How do I solve this complex fraction???

Question

[x+1- (6/x)] / [x + 5 + (6/x)] . I already know the answer but when i tried doing it i got x( x+7)/ x(x+11) which is not even close to the answer. Please help me by explaining the steps/ process of working this problem.

Answer 1

[x+1- (6/x)] / [x + 5 + (6/x)]

multiply the numerator and denominator by x:

numerator becomes
= x^2 + x - 6
= (x-3)*(x+2)

denominator becomes
= x^2 + 5x + 6
= (x+3)*(x+2)

equation then becomes
= (x-3)*(x+2) / [ (x+3)*(x+2) ]
= (x-3) / (x+3)

Answer 2

Multiply both the numerator and denominator by x which is equivalent to multiplying the equation by 1. You now have

[x^2 + x - 6]/[x^2 + 5x +6] =
(x + 3)(x - 2) / (x + 3)(x + 2) =
(x - 2) / (x + 2)

Answer 3

numerator:
[x + 1- (6/x)] = [ x^2/x + x/x - 6/x] = [x^2 + x - 6]/x

denominator:
[x + 5 + (6/x)] = [x^2 + 5x + 6]/x

numerator over denominator (remember to flip the x in the denominator)
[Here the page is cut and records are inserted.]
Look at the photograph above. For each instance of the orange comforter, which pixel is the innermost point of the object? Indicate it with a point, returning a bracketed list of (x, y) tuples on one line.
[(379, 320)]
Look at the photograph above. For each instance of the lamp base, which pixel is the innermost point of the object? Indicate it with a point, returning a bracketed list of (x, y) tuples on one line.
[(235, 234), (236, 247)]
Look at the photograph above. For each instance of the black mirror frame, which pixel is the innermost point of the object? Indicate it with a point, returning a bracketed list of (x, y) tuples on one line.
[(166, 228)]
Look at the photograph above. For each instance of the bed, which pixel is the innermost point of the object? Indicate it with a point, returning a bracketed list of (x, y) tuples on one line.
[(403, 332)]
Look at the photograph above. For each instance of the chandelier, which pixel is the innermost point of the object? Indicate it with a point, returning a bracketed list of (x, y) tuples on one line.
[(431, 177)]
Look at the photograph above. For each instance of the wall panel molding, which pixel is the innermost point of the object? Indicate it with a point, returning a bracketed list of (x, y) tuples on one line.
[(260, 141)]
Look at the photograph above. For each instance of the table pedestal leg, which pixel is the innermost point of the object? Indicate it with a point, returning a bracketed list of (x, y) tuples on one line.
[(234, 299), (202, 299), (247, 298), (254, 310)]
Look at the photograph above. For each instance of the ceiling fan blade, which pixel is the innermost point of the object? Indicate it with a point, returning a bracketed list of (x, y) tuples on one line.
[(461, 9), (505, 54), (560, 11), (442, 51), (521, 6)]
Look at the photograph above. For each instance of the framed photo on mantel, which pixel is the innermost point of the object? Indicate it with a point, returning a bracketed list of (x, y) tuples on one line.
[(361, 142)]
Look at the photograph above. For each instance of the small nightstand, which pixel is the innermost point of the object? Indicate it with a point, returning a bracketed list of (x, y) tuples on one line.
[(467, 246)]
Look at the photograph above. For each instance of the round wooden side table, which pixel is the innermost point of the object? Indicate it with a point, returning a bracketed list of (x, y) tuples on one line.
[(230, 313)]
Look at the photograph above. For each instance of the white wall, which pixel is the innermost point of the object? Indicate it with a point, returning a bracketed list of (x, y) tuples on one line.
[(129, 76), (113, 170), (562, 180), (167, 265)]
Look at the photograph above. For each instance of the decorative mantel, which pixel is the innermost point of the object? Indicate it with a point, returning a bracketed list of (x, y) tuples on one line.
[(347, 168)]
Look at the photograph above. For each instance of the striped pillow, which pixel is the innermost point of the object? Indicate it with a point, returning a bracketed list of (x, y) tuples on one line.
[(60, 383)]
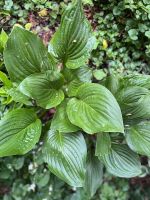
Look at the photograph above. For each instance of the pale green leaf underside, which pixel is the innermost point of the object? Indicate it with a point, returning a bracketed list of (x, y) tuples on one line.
[(73, 41), (138, 138), (94, 175), (20, 130), (40, 88), (25, 54), (122, 161), (65, 154), (94, 109), (60, 120)]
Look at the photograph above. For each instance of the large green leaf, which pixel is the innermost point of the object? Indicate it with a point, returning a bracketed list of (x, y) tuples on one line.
[(94, 109), (3, 40), (25, 54), (75, 78), (134, 102), (65, 154), (138, 138), (103, 144), (19, 132), (94, 175), (44, 88), (122, 161), (73, 41), (60, 120)]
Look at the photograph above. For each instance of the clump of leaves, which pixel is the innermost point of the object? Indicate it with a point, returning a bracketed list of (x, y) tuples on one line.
[(95, 124)]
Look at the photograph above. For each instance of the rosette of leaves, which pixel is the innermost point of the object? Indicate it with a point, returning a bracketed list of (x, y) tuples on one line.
[(95, 124)]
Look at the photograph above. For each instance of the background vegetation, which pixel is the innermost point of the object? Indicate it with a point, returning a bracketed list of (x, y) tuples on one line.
[(122, 29)]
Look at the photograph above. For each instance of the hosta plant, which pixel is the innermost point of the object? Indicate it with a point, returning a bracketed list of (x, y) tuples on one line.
[(95, 124)]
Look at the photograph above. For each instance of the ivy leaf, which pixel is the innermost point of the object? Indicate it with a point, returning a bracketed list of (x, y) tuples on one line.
[(94, 109), (133, 33), (138, 138), (25, 54), (134, 102), (65, 154), (20, 130), (44, 88), (103, 144), (60, 120), (122, 161), (141, 80), (112, 83), (94, 175), (73, 40)]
[x^2 + x - 6] x / x [x^2 + 5x + 6 ]

The x's cancel out, leaving

[x^2 + x - 6] / [x^2 + 5x + 6 ]

factor:
(x-2)(x+3) / (x+2)(x+3)

The (x+3) cancel out, leaving
(x-2)/(x+2)

Answer 4

First you need to get a common denominator on both sides (x), so multiply each term by x/x:

You get:
(x*(x/x) + 1*(x/x) -6/x)/(x*(x/x) +5*(x/x) +6/x)
You can rewrite it as:
[(x^2+x-6)/x]/[(x^2+5x+6)/x]
When you divide, x cancel and you get:
(x^2+x-6)/(x^2+5x+6)
[(x+3)(x-2)/(x+3)(x+2)] When you divide (x+3) cancel out and the answer is:
(x-2)/(x+2)

I hope this helps.

Answer 5

[x+1-(6/x)]/[x+5+(6/x)]

-----first, expand the equations.. thus we got:
={[x^2+x-6]/x}/{[x^2+5x+6]/x}

after expansion, cancel the denominators x
=[x^2+x-6]/[x^2+5x+6]

next get the factors of the denominator and the numerator so we got this
=[(x+3)(x-2)]/[(x+3)(x+2)]

since the numerator and the denominator have common (x+3), this would cancel
=(x-2)/(x+2)

may this one help you

Answer 6

i'm not sure but is it (back of the book)

(x-3)(x+2)/(x+3)(x+2)
x+2 cancel out
x-3/x+3